Marie Curie
- polish-french physicist -
Early life
Maria Skłodowska was born in Warsaw, in Congress Poland in the Russian Empire, on 7 November 1867, the fifth and youngest child of well-known teachers Bronisława, née Boguska, and Władysław Skłodowski.
Life in Paris
Skłodowska had begun her scientific career in Paris with an investigation of the magnetic properties of various steels, commissioned by the Society for the Encouragement of National Industry.
New elements
Curie's systematic studies included two uranium minerals, pitchblende and torbernite (also known as chalcolite).[31] Her electrometer showed that pitchblende was four times as active as uranium itself, and chalcolite twice as active. She concluded that, if her earlier results relating the quantity of uranium to its activity were correct, then these two minerals must contain small quantities of another substance that was far more active than uranium.[31][33] She began a systematic search for additional substances that emit radiation, and by 1898 she discovered that the element thorium was also radioactive.[29] Pierre Curie was increasingly intrigued by her work. By mid-1898 he was so invested in it that he decided to drop his work on crystals and to join her.
Nobel Prizes
In December 1903 the Royal Swedish Academy of Sciences awarded Pierre Curie, Marie Curie, and Henri Becquerel the Nobel Prize in Physics, "in recognition of the extraordinary services they have rendered by their joint researches on the radiation phenomena discovered by Professor Henri Becquerel. Marie Curie was the first woman to be awarded a Nobel Prize. In 1912 the Warsaw Scientific Society offered her the directorship of a new laboratory in Warsaw but she declined, focusing on the developing Radium Institute to be completed in August 1914, and on a new street named Rue Pierre-Curie.
WWI
During World War I, Curie recognised that wounded soldiers were best served if operated upon as soon as possible.[57] She saw a need for field radiological centres near the front lines to assist battlefield surgeons,[56] including to obviate amputations when in fact limbs could be saved.[58][59] After a quick study of radiology, anatomy, and automotive mechanics she procured X-ray equipment, vehicles, auxiliary generators, and developed mobile radiography units, which came to be popularly known as petites Curies ("Little Curies").
Post war
In 1920, for the 25th anniversary of the discovery of radium, the French government established a stipend for her. In 1921, U.S. President Warren G. Harding received her at the White House to present her with the 1 gram of radium collected in the United States. In 1922 she became a fellow of the French Academy of Medicine. In August 1922 Marie Curie became a member of the League of Nations'. She sat on the committee until 1934 and contributed to League of Nations' scientific coordination with other prominent researchers such as Albert Einstein, Hendrik Lorentz, and Henri Bergson. In 1925 she visited Poland to participate in a ceremony laying the foundations for Warsaw's Radium Institute. In 1930 she was elected to the International Atomic Weights Committee, on which she served until her death. In 1931, Curie was awarded the Cameron Prize for Therapeutics of the University of Edinburgh.
Death
Curie visited Poland for the last time in early 1934. A few months later, on 4 July 1934, she died aged 66 at the Sancellemoz sanatorium in Passy, Haute-Savoie, from aplastic anemia believed to have been contracted from her long-term exposure to radiation, causing damage to her bone marrow. The damaging effects of ionising radiation were not known at the time of her work, which had been carried out without the safety measures later developed. Curie was also exposed to X-rays from unshielded equipment while serving as a radiologist in field hospitals during the war.
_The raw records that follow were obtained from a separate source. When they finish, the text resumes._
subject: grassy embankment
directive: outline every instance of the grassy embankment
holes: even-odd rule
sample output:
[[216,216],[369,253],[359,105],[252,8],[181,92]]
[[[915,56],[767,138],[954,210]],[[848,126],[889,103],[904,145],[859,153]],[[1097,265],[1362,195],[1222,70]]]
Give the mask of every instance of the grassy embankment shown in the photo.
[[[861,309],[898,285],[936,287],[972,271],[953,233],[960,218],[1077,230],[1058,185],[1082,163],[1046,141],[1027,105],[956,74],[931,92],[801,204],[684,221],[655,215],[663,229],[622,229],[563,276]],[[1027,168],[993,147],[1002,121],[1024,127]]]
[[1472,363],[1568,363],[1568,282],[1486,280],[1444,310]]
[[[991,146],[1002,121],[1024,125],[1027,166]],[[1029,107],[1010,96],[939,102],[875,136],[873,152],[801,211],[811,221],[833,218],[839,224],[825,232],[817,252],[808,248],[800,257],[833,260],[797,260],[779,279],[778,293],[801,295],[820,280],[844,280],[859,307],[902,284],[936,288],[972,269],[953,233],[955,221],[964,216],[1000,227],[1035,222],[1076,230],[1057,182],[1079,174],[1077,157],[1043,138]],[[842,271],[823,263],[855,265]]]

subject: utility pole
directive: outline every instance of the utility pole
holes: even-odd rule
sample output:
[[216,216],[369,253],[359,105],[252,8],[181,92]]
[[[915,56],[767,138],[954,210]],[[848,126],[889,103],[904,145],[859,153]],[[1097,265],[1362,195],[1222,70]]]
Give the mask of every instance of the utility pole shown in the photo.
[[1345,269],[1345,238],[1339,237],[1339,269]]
Sixty years later, in 1995, in honour of their achievements, the remains of both were transferred to the Paris Panthéon. Their remains were sealed in a lead lining because of the radioactivity. She became the second woman to be interred at the Panthéon (after Sophie Berthelot) and the first woman to be honoured with interment in the Panthéon on her own merits.
Legacy
The physical and societal aspects of the Curies' work contributed to shaping the world of the twentieth and twenty-first centuries. Cornell University professor L. Pearce Williams observes: "The result of the Curies' work was epoch-making. Radium's radioactivity was so great that it could not be ignored. It seemed to contradict the principle of the conservation of energy and therefore forced a reconsideration of the foundations of physics. On the experimental level the discovery of radium provided men like Ernest Rutherford with sources of radioactivity with which they could probe the structure of the atom. As a result of Rutherford's experiments with alpha radiation, the nuclear atom was first postulated. In medicine, the radioactivity of radium appeared to offer a means by which cancer could be successfully attacked."